# Baby bunny adventures



## DianeS (Apr 30, 2011)

I have a litter of NZ/Cali babies that I've pulled from the mom and am keeping indoors. They go back to mom for nursing, but she kept eating the bedding faster than I could replace it. 

So - they're indoors. They're only 9 days old, so they were still in their nestbox, and that was on top of my dining room table. They hardly even crawled much, I didn't think it would be a problem.

But this morning, I noticed one was missing. I looked all over for it and couldn't find it. Had it gotten pulled out of the nestbox last night when mom was nursing? No, I took the remaining ones out to mom for breakfast and couldn't find it out there either.

I even went to check my birth records thinking maybe I was remembering the number of kits wrong!

My dog found it half an hour later, alive and well.

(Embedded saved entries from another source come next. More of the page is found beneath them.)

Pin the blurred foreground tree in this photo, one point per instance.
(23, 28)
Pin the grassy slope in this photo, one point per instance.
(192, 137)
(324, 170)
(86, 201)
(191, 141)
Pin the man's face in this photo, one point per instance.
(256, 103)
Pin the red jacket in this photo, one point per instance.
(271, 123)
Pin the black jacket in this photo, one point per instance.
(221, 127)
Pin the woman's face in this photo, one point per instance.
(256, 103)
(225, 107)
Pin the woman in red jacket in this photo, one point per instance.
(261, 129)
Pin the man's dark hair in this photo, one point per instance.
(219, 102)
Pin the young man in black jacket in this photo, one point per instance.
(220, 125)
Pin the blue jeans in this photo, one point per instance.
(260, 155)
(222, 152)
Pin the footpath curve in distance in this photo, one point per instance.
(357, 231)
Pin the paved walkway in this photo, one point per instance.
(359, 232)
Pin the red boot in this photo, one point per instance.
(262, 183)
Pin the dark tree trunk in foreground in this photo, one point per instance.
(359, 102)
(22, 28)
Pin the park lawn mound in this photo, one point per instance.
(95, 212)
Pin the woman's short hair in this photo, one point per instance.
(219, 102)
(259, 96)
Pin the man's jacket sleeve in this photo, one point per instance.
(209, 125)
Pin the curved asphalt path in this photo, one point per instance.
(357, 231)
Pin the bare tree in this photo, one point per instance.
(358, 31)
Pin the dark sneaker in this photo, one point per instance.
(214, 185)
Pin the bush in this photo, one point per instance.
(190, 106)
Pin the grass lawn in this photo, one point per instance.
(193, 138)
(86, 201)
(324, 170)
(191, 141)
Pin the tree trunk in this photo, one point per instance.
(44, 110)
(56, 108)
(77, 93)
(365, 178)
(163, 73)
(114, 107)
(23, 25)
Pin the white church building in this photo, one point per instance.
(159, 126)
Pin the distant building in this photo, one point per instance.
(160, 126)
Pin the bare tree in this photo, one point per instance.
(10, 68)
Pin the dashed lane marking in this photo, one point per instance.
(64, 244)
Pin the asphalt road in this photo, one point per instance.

It had gotten out of the nestbox, off the table and onto the floor, all the way under the table, around a box, down a full flight of stairs and IN MY BASEMENT! No injuries at all, and it was walking around and squeaking.

I immediately took it out to mom to nurse, which it did easily, and then put it back in with its littermates. It fell instantly asleep. The kits now live in their nestbox that is placed inside a TALL box! Not going to make that mistake again, no matter how little I think the kits move!


----------



## flemish lops (May 3, 2011)

Wow, sounds like he wanted to explore. Im glad the kits fine.


----------